Less than two weeks ago, while investigating a domestic complaint, officers shot and killed 30-year-old Anthony Harden in his Melville Street apartment.
The police officer shooting is currently under investigation by the Bristol County District Attorney’s office and the Massachusetts State Police. The identities of the two police officers involved have not been identified and Harden’s family has been vocal about demanding answers from law enforcement.
Harden had been under home confinement pending a trial this month for a 3-hour stand-off with police in 2019 involving his 5-month-old infant and a small sword. District Attorney Tom Quinn indicated that a knife was present during Harden’s altercation with police.
Last week the police department announced domestic assault charges filed against a patrol officer who was later identified in court records as Patrolman Bryan Custadio.
What’s next for police department leadership
“I’m not ruling out anything,” said Coogan. “I think we have an opportunity here to have a trial run (with Gauvin). He stepped up, let’s try to get some stability there then decide the best course of action.”

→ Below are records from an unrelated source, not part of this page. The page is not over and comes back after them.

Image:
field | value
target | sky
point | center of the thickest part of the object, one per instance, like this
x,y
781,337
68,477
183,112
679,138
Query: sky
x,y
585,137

Coogan didn’t answer directly whether he would consider going outside the police department staff to fill the chief’s position.
By appointing Gauvin, Coogan sidestepped the department’s two deputy chiefs.
Deputy Chief of Administration Charles Cullen’s last day on the job is Jan. 1. He’ll be retiring officially in two years after using up all the comp time he’s accrued.
Cullen was briefly interim chief in March 2020 after then Police Chief Albert Dupere resigned amid allegations he and subordinate officers were drinking in a local pub during working hours.
Under an odd clause in Dupere’s chief’s contract signed by former mayor Jasiel Correia II, Dupere was allowed to return to his position as deputy chief under Cardoza.